А она не приходит потому, что беременность ее уже заметна. Люда исказнилась своей виной и бедой, и выдумка, что беременность от Золи, представляется ей не столько спасительной, сколько бессовестной. Еще, неотвязно думая о девяти проклятых месяцах, она почему-то упорно полагает, что новый человек, которому всё по плечу (Люда ведь считает себя новым человеком), может этот срок победить, то есть неким осознанным усилием она исхитрится родить в соответствующее отъезду Золи время, но, подумав так, сразу спохватывается, что Золя может и вернуться. Еще ей кажется, что всё как-то - непонятно как, - но устроится. Еще вспоминает она про эти самые, о которых говорила мать, преждевременные роды или про этот самый, про который говорила мать, выкидыш. Еще она не надеется ни на что и к Золиным родителям не ходит.
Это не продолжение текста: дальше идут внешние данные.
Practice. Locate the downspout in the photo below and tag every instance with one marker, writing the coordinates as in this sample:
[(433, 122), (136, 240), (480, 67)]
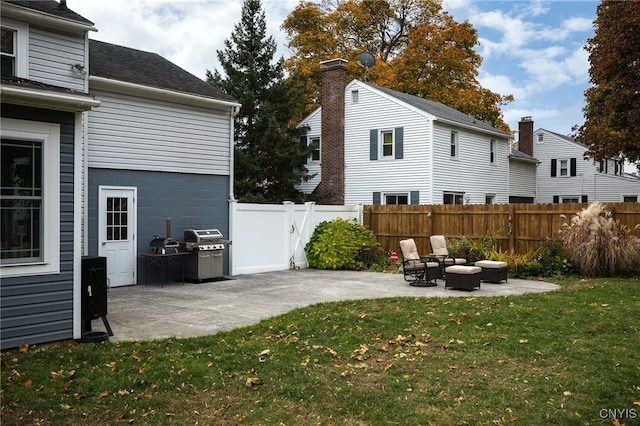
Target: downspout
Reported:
[(233, 112)]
А те вдруг спохватываются, что у них давно не появлялась Люда, и решают, что это из-за слухов про плен. И никак не решат, что придумать, ведь если Люда перестанет к ним ходить, улица уж точно уверится, что Золя в плену.
Пока зима, Люда вообще на улице бывает мало. Зима - ее пособница. Люда шьет с матерью маскхалаты, считаясь таким образом на надомном трудфронте. Мать крутит машинку и пристает, мол, сходила бы ты к э т и м, а однажды вдруг сообщает, что нахалюга твой, говорят, в плену, я слыхала.
И Люда, давно осиротевшая без писем, сразу обмирает, не представляя, как можно сдаться врагу (спасительные слова "если смерти, то мгновенной" тоже оказываются больше не спасительными).
А Золиных родителей достигает молва, что с Людой вроде бы неприятности как с девушкой. Новость настолько ошарашивает и без того растерянных этих людей, что пирамида их благочестия буквально начинает крошиться прямо на глазах (у них же тоже есть дочки!). Ясно, что девочке стыдно появиться, и следует навестить ее самим. Они убиты поступком сына, хотя немного и горды за него. Они понимают: ребенок - катастрофа для Люды, п о з о р для девушки их сына, который, когда вернется, - он же вернется! - должен застать всё как было, а если нет?.. если не вернется?.. Тогда надо воспитывать внука. Что это за внуки теперь такие будут? Пирамида разваливается в куски. К первому родительскому п о з о р у ожидается второй - незаконный ребенок. Надо что-то придумать, скажем, делать вид, что всё, то есть оформление в загсе, состоялось в свой срок. Как, вы разве не знали, что они записались? Но какие во время войны свадьбы? Ваш сын записался с ней, и вы допустили? (Третий п о з о р!) А что? Теперь все равны! Они тоже люди! (Неумирающий аргумент.)
Однако идти к падшей Золиной избраннице - значит говорить о догадках насчет его исчезновения. Еще страшновато идти потому, что Люде наверняка стыдно за своего ухажера, сдавшегося немцам. То есть она решила с их семьей порвать. Но тут же в голову приходит, что порывает она для виду, желая себе и ребенку спокойной жизни, чтобы не дразнить тех, кто вызывал Золиного отца.
Золя неизвестно где и жив ли.
Люды не видать.
Нет! Идти придется! Придется услышать от ее деревенской матери все, что та скажет. И смолчать.
И вот в зимней мгле Золина мать, многократно обговорив все с мужем и даже со старшей очень сообразительной дочерью, идет по обмороженным задворкам мимо темных приземистых построек и стучится в неразличимый домишко. Есть ли внутри свет - неясно, дом может быть глух и от затемнения.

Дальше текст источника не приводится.